Sally Hawkins gives one of the best performances by an actress this year. Every time she is around the sea creature, she is able to show so much love just with her facial expression. There is one scene that stands out to me when I think about her in this movie. She is sitting at the table and eating with the sea creature. She wants to say how much she loves him, but can’t. It then goes into a musical number, reminiscent of a classic musical where they are dancing and she’s is singing about how much she loves him. This scene not only stands out because it’s the only time we hear her talk, but stands out because she conveys so many emotions in one take.

Doug Jones plays the sea creature and is terrific here. He is one of the most underrated actors, partially because he plays a lot of the creatures Guillermo Del Toro’s films. He played the faun and the pale man in Pan’s Labyrinth and Abe Sapien in the Hellboy movies. While he is great in those movies, he gives his best performance in this one. There is a scene where Elisa is trying to take him to her house so he won’t be tortured anymore. Throughout this scene, he is beaten to a pulp and barely hangs onto life, while not being able to breathe for much longer because he is out of water. Just like Sally Hawkins, Doug Jones doesn’t talk throughout this film and his performance is only shown through his facial expressions and movements. He also acts very mythical and majestic because we are told that the South American people worshiped him as a god.

Michael Shannon is phenomenal in this movie. He is in charge of capturing and killing the sea creature. He was malicious and sadistic. He makes you hate him the more you see him. There is one scene where the sea creature is chained up and Shannon uses a cattle prod to continuously shock him just for the fun of it. He ultimately decides that it should be killed just because he finds out that there is nothing that this creature can be used for to fight the Soviets.

Richard Jenkins was the biggest surprise for me. For most of the movie he was the comic relief, and provides most of the humor for the entire film. That being said, he is still a character that is more than just funny, but also has his own struggles with being accepted. There is one scene where he goes to his favorite diner to eat pie. He goes in and has a great conversation with the chef, and then tries to hold his hand, showing that he wants to be romantic with the male chef. He instantly gets shut down and is asked to leave the diner. He may not be some mystical creature, or someone that is mute, but he is gay in a time where that is looked down upon.

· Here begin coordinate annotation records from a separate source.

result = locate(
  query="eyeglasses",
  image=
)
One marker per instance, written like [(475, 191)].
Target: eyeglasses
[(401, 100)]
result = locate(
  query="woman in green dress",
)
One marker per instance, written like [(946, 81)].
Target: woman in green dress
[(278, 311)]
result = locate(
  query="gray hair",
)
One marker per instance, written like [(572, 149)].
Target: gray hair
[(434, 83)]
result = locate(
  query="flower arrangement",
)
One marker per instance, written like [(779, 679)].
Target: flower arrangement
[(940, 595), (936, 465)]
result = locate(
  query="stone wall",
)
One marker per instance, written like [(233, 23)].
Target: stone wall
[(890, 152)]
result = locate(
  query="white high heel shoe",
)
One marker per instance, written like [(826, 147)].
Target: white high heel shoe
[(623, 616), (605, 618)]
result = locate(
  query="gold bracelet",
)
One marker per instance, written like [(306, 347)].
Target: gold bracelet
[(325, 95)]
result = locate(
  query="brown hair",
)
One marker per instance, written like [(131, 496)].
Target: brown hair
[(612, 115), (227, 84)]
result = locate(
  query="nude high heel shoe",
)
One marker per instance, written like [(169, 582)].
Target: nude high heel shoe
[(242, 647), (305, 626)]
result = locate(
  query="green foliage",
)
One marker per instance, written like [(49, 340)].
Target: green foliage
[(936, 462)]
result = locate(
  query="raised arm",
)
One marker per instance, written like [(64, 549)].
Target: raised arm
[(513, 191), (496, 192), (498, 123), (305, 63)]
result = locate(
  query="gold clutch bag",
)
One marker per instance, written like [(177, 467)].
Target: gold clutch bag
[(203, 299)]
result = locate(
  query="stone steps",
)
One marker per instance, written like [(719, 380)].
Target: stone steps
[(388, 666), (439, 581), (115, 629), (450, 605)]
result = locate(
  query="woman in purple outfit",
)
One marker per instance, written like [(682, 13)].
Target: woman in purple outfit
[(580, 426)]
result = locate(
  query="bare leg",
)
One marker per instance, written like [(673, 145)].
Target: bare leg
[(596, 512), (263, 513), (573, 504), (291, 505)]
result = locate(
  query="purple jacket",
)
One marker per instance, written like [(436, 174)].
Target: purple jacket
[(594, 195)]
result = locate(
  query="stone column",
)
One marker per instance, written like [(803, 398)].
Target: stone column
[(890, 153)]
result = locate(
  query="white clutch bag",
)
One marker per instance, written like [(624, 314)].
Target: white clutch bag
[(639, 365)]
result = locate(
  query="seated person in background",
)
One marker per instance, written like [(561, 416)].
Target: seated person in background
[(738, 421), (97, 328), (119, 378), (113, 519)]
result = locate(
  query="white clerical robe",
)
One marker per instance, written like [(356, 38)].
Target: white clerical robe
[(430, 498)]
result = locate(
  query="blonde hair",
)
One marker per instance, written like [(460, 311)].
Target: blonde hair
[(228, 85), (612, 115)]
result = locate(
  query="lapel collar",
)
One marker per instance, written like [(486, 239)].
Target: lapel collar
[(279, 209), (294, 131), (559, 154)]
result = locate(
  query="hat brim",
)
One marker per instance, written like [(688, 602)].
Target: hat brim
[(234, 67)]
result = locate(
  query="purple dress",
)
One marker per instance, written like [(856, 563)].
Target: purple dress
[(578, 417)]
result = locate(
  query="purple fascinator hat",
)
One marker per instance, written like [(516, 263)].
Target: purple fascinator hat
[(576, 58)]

Something else that was visually striking about this film was the use of makeup. Like I said previously, all of Guillermo Del Toro’s films have a strong emphasis on production and costume design, and while those elements stand out, the thing that stands out the most was the makeup. Early on in the film, Strickland loses two of his fingers and then they are both sewn back on and the further we get into the film, the more disgusting they become. At the end of the film, something happens with the fingers and it was so repulsive that I had to look away. The makeup sold that scene along with everything in the film involving those fingers.

The Shape of Water was an amazing experience and I do not have a single complaint. That being said, Guillermo Del Toro is an acquired taste so if you have never seen one of his films, I would enter with a very open mind.